3 Big Augmented Reality Trends to Watch This Year
Augmented reality (AR) is a technology most consumers are exposed to every day, though most of them aren’t aware of it. Popular apps like Snapchat and Instagram use AR to display creative filters and animations placed over user-generated content. The breakout success of PokemonGo had users gathering in public spaces without realizing they were using the latest innovation in AR for mobile.
As entrepreneurs and business leaders, it’s key for us to recognize the trends to either build companies around new tech or incorporate any new tech into our existing models.
Some things to know beforehand though, AR isn’t just for entertainment — it is being used for much more practical applications across multiple industries. For example, Ikea’s new Place app allows do-it-yourself homeowners to visualize the inside of their home with brand new furnishing.
The app overlays the new style on top of an existing room, allowing them an in-house view of what they want to buy. Lenovo is another brand pioneering AR for smartphones, recently releasing a companion headset to help users play their new suite of games. All of these use cases are fueling the AR/VR fire, an industry which has more than doubled its revenue since 2016 and is projected to grow more than ten times that amount by 2020 with lots of promise.
Here are three key trends to follow to know when AR will snowball into the mainstream:
While smartphone AR applications are exciting for gamers and early adopters, they are not the pinnacle of the new technology. Wearable AR — specifically smartglasses — have given the best tech minds an entirely new frontier to develop on. An early entrant in this space, Google Glass, floundered due to a lack of practical uses. Newer adaptations of this technology, however, have been merging the latest in wearable AR with more functional uses, which may be the tipping point for localized and industry-specific adoption.

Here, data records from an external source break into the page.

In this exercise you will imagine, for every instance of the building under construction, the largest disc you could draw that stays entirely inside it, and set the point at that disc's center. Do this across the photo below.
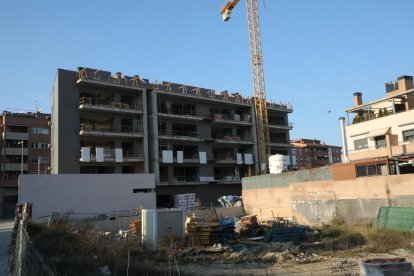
(193, 139)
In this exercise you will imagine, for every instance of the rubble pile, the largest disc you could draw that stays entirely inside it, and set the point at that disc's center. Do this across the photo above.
(202, 232)
(135, 227)
(247, 226)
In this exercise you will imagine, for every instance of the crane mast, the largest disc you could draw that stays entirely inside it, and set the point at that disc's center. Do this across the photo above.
(260, 107)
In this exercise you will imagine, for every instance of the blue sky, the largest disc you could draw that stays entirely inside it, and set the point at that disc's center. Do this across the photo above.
(316, 53)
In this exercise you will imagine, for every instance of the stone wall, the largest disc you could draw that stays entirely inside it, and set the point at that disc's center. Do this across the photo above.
(318, 202)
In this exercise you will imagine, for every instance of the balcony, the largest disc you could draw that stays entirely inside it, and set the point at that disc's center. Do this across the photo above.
(279, 143)
(16, 135)
(181, 114)
(90, 129)
(181, 180)
(8, 183)
(398, 149)
(222, 158)
(231, 119)
(181, 135)
(15, 151)
(109, 155)
(279, 107)
(13, 167)
(280, 125)
(89, 104)
(227, 178)
(233, 139)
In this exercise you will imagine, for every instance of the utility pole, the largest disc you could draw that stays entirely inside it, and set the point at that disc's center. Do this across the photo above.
(21, 165)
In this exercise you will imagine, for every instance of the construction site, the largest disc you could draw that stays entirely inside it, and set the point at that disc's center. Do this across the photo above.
(161, 178)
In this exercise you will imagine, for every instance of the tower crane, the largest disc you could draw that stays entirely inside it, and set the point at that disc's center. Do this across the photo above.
(260, 107)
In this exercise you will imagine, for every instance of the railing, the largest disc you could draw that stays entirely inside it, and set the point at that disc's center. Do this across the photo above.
(279, 141)
(408, 142)
(227, 178)
(109, 154)
(109, 104)
(180, 111)
(110, 128)
(228, 117)
(233, 138)
(223, 157)
(180, 133)
(186, 156)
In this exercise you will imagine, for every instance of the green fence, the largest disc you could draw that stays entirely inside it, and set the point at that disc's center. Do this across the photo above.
(395, 218)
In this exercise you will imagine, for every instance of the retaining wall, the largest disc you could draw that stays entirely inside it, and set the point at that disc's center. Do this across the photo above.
(320, 201)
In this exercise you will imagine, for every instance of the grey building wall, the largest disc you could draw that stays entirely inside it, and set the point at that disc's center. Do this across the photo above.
(65, 123)
(286, 178)
(86, 193)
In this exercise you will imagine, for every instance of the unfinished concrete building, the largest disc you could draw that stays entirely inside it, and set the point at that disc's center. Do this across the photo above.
(193, 139)
(98, 123)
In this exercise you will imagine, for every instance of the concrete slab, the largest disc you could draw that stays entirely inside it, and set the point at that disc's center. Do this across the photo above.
(6, 229)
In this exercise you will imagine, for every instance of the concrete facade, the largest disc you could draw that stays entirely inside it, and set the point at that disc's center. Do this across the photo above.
(320, 201)
(86, 193)
(98, 123)
(24, 146)
(193, 139)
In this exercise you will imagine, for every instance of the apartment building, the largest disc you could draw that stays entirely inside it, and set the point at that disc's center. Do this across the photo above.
(193, 139)
(98, 123)
(380, 134)
(24, 146)
(311, 153)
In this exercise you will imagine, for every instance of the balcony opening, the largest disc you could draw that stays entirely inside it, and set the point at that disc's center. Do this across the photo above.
(225, 174)
(278, 138)
(131, 125)
(219, 113)
(361, 144)
(222, 133)
(164, 174)
(128, 169)
(408, 135)
(97, 169)
(184, 130)
(183, 109)
(380, 142)
(17, 129)
(189, 151)
(277, 120)
(185, 174)
(223, 154)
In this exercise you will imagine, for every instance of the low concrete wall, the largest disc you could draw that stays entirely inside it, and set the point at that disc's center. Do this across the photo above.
(86, 193)
(317, 202)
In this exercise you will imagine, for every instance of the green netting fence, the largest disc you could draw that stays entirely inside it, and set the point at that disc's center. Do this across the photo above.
(395, 218)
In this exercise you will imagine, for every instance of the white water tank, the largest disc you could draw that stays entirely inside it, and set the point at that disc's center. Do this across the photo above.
(278, 163)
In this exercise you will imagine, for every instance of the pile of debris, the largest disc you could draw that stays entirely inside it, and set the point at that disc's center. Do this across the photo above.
(202, 232)
(230, 201)
(247, 226)
(135, 227)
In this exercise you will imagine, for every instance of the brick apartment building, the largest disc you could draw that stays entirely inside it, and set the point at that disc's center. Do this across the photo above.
(193, 139)
(379, 135)
(24, 147)
(311, 153)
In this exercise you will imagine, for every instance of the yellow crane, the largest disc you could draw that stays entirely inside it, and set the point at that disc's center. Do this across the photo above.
(260, 107)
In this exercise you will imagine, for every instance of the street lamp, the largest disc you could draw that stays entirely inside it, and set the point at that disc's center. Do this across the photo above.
(21, 165)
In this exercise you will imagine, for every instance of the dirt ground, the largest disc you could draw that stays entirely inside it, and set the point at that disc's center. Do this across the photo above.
(327, 265)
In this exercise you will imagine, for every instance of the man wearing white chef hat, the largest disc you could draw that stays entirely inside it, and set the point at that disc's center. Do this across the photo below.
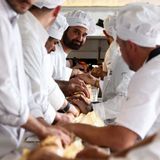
(56, 32)
(47, 96)
(138, 31)
(115, 85)
(80, 25)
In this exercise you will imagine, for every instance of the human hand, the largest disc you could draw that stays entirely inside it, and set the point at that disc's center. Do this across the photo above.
(76, 72)
(45, 153)
(63, 118)
(77, 85)
(87, 78)
(98, 72)
(73, 110)
(60, 132)
(81, 66)
(92, 152)
(81, 102)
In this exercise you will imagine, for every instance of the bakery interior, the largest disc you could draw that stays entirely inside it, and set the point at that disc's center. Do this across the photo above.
(79, 111)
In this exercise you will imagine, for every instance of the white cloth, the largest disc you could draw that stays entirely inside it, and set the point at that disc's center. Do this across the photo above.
(147, 152)
(141, 110)
(48, 3)
(139, 23)
(58, 60)
(58, 27)
(14, 110)
(115, 86)
(37, 68)
(81, 18)
(110, 55)
(110, 25)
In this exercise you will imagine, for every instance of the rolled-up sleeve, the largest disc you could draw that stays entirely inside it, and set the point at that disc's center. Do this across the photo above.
(56, 96)
(13, 110)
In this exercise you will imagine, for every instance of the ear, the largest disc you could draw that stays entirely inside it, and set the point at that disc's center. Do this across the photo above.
(56, 11)
(132, 46)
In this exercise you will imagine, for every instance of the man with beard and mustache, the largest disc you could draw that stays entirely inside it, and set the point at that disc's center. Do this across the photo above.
(80, 24)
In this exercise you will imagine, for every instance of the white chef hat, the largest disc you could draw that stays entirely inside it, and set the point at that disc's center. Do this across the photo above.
(80, 18)
(58, 27)
(110, 25)
(50, 4)
(139, 23)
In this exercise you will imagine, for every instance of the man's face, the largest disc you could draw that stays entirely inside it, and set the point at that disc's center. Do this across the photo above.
(21, 6)
(51, 44)
(75, 37)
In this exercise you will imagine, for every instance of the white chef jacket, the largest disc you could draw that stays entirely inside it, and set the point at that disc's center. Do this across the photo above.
(147, 152)
(60, 70)
(110, 55)
(38, 69)
(141, 109)
(115, 85)
(14, 110)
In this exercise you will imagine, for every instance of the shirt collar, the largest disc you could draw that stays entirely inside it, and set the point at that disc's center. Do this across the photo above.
(12, 15)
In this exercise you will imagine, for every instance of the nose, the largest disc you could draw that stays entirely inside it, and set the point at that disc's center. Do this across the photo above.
(80, 38)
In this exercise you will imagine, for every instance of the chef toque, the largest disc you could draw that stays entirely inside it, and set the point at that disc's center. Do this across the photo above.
(50, 4)
(58, 27)
(80, 18)
(110, 25)
(139, 23)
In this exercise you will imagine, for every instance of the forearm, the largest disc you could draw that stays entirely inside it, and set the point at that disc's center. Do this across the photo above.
(86, 132)
(63, 86)
(35, 126)
(114, 137)
(146, 141)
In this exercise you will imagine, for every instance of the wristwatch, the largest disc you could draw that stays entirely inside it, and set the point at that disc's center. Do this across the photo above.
(65, 109)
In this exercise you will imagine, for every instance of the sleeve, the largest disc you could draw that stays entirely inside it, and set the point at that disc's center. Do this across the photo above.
(110, 108)
(39, 105)
(67, 73)
(13, 111)
(147, 152)
(141, 108)
(55, 91)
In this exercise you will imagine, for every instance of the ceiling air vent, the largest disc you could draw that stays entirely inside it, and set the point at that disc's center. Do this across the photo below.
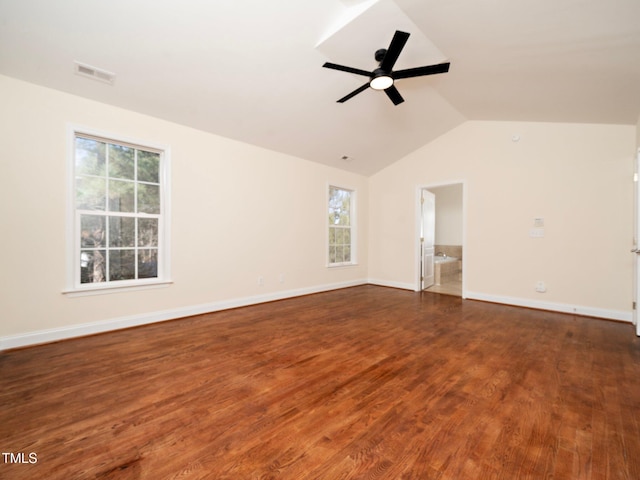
(94, 73)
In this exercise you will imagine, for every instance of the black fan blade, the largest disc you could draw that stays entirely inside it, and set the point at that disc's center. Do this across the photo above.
(394, 95)
(393, 52)
(419, 71)
(354, 93)
(342, 68)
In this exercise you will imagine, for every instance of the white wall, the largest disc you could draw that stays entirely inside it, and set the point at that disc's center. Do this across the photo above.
(238, 212)
(577, 177)
(449, 214)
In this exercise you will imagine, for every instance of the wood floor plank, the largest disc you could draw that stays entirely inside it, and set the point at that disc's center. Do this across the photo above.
(365, 382)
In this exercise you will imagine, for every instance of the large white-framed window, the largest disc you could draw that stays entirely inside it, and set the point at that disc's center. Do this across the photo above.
(341, 226)
(118, 213)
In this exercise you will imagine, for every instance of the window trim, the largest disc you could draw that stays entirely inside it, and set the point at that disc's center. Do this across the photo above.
(72, 259)
(353, 224)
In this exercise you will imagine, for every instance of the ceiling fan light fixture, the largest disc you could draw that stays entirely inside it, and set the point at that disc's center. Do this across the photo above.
(380, 80)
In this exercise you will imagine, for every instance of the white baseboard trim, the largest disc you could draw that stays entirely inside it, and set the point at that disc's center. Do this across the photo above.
(387, 283)
(81, 330)
(621, 316)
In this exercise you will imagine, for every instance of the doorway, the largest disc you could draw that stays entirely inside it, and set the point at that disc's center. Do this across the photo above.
(443, 223)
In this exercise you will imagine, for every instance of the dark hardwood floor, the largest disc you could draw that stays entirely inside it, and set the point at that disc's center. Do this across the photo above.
(361, 383)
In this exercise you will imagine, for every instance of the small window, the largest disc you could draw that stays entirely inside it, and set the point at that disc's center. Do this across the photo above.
(341, 226)
(118, 210)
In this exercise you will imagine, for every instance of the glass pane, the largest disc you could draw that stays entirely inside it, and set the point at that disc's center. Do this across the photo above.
(339, 206)
(332, 254)
(332, 235)
(92, 266)
(121, 196)
(148, 198)
(147, 264)
(91, 193)
(148, 167)
(122, 232)
(148, 232)
(92, 231)
(90, 157)
(122, 265)
(121, 162)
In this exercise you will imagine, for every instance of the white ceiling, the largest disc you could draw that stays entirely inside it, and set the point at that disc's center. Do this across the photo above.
(251, 70)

Technology continues to become smaller, more form-fitting, and tuned to human sensory faculties. Initial versions of smart glasses failed to seamlessly integrate with human activity, which made them less appealing for both personal and business applications.

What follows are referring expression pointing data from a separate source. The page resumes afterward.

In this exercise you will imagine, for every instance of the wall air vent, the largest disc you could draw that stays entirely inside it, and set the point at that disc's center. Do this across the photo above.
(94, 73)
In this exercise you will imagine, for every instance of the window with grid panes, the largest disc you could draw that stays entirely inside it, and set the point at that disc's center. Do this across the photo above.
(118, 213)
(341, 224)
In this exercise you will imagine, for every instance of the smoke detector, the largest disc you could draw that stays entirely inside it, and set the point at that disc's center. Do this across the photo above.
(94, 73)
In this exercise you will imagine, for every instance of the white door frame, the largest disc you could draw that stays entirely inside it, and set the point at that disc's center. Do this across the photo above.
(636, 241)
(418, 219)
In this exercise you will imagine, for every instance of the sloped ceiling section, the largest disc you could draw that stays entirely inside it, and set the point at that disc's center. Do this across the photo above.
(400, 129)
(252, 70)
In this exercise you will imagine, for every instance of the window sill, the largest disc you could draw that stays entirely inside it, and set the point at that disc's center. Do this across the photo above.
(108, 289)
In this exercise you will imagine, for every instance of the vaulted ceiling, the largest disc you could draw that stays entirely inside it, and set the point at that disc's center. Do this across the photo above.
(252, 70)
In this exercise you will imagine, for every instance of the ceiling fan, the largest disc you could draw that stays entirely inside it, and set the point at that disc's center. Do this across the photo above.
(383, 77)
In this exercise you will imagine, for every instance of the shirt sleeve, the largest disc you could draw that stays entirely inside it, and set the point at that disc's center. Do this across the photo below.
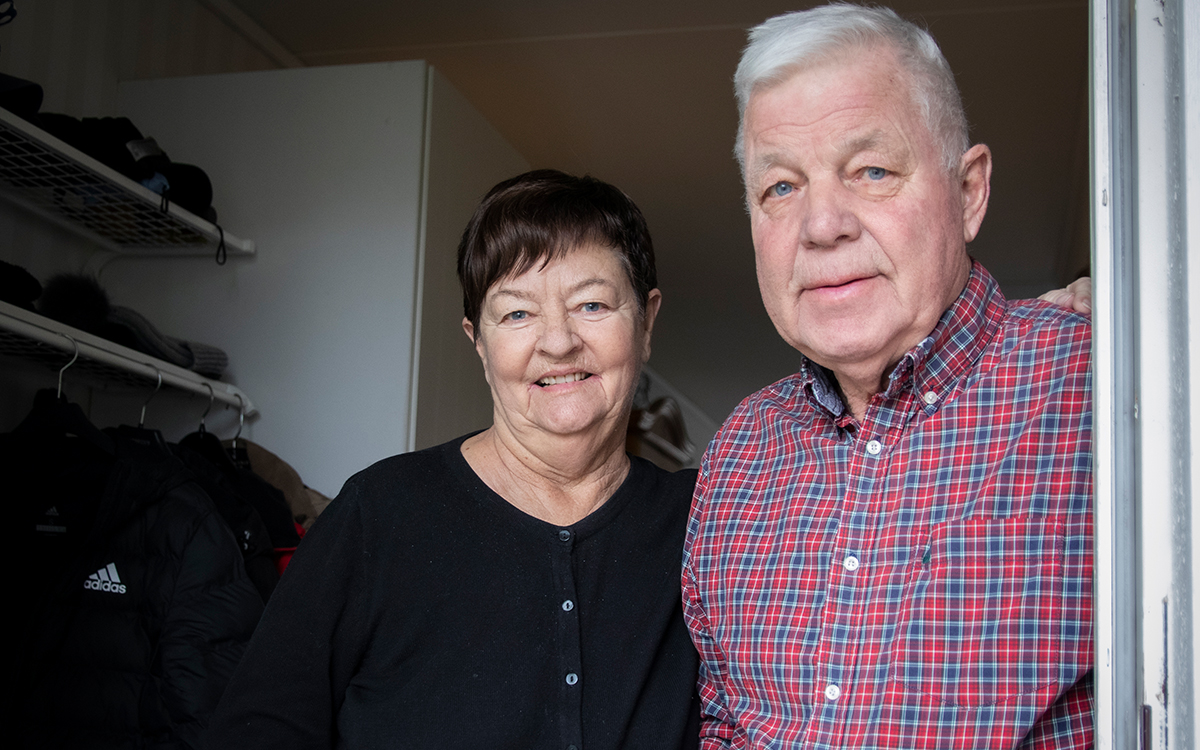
(717, 726)
(288, 688)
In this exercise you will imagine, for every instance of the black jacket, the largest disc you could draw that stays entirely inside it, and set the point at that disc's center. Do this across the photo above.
(133, 606)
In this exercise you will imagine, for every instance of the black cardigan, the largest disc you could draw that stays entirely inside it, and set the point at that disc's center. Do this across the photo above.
(424, 611)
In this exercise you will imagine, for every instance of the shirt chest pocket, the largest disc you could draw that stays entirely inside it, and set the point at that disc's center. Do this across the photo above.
(978, 621)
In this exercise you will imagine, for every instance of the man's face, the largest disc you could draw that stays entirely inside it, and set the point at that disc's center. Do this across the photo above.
(859, 233)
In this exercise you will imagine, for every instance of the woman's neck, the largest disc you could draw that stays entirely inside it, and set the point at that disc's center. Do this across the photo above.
(556, 479)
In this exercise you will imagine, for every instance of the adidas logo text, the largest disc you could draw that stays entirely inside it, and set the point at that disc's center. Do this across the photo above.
(106, 580)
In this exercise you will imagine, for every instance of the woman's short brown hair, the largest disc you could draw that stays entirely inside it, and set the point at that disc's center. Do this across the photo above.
(543, 215)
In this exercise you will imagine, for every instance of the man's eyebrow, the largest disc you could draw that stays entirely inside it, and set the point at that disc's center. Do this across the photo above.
(762, 165)
(864, 142)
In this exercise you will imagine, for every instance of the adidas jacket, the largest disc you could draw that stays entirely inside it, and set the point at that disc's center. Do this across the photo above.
(133, 603)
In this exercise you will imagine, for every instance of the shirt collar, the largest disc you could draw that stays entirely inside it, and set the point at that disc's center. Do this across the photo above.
(939, 360)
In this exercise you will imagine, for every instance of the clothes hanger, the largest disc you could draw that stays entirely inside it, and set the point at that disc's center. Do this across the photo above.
(207, 444)
(142, 435)
(54, 418)
(238, 453)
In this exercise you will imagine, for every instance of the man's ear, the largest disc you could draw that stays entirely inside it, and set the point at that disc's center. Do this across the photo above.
(976, 185)
(653, 303)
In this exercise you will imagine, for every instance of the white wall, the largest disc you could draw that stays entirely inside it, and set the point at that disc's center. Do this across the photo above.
(466, 159)
(78, 51)
(322, 168)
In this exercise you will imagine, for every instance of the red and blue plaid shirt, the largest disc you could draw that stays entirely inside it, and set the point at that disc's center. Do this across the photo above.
(922, 579)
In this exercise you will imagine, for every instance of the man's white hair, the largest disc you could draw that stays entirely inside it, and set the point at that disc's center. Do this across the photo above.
(784, 45)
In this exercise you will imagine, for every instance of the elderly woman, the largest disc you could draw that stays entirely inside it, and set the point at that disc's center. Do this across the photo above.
(516, 588)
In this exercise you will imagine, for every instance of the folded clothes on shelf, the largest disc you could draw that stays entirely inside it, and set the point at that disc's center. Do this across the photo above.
(79, 300)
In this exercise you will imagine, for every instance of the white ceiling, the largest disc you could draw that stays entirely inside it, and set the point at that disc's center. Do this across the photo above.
(637, 93)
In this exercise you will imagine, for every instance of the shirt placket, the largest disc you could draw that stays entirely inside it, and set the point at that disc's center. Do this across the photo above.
(845, 659)
(570, 657)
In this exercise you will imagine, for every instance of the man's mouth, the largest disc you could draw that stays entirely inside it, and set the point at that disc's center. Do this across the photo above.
(568, 378)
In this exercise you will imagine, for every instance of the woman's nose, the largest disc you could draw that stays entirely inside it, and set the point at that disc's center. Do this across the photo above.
(558, 336)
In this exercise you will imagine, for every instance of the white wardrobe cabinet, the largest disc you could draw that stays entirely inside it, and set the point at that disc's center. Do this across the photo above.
(355, 184)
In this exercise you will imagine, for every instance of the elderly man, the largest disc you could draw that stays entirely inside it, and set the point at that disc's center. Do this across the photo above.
(892, 547)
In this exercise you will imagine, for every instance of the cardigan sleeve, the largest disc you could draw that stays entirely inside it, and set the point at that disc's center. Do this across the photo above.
(291, 684)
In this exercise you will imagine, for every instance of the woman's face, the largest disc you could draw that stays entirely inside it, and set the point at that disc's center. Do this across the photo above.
(563, 345)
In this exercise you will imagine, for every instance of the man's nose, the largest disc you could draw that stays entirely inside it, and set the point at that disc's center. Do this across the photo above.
(558, 336)
(828, 217)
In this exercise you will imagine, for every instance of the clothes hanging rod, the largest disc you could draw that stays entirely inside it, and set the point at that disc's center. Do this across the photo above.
(35, 328)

Clifford Gross, Ph.D., CEO of Lucyd, an AR and smart glasses company, offered me his input on why ergonomics is holding back AR: “There are already a plethora of AR apps for smartphones and tablets. But for wearable AR to really go mainstream, it has to be easy-to-use — displaying information that is coplanar with your line of sight.”
Size was the first ergonomic challenge that information technology had to overcome, but smartphones with competitive processing units fit in our pockets and laptops that are paper-thin show how well the industry has tackled the issue.
Big names in tech are in concurrence that ergonomics need to be put first in order to make AR a reality. Tim Cook shared with The Independent, “I can tell you the technology itself doesn’t exist to do [AR] in a quality way. The display technology required, as well as putting enough stuff around your face — there’s huge challenges with that.”
Opening Field of View
Smart glasses may be the next wave of condensed, ergonomic smart devices; helping users stop looking down at their phones and start looking up at the world around them. Much like the smartphone unbound users from their computers, and smartwatches from their phones, AR-driven glasses may eliminate the physical necessity of managing any other device.
Now that there are clearer applications for smart glasses, the industry needs to make them more seamlessly integrated with the user’s day to day functions. This will help break down any barriers to adoption.
Gross said, “AR needs to enhance the visual experience — they need to be something a person can put on and wear for, if not the entire day, at least a good majority of the day. AR glasses also need to be able to incorporate corrective lenses to ensure user comfort and personal style preferences.”
Gross shared that for most smart glasses on the market, the average field-of-view limit is around 45–50 degrees. That is less than half of the 120-degree field-of-view of the human eyes. Obstruction of vision is one of the biggest inhibitors of smart glasses that prevents them from outpacing other AR-enabled smart devices.
Human Centered Design
The current housing units on smart glasses are another subpar design aspect. The fact is, looks matter to consumers.
Snapchat’s recent failure in the camera glasses space is a prime example of how much consumers demand customized options. Corrective lenses also need to be incorporated into smart glasses for them to be used by the 75 percent of the population of American consumers that wear corrective lenses.
The Reality of AR
Smart glasses can be a mainstream product by as early as next year. Apple’s manufacturing partner Quanta has expressed that they are working on devices for the AR space that will be available no later than 2019.
As entrepreneurs and business leaders, these are the important factors to follow that will give AR the tipping point it needs to be mainstream so that we can leverage and harness the technology for our businesses. Follow closely.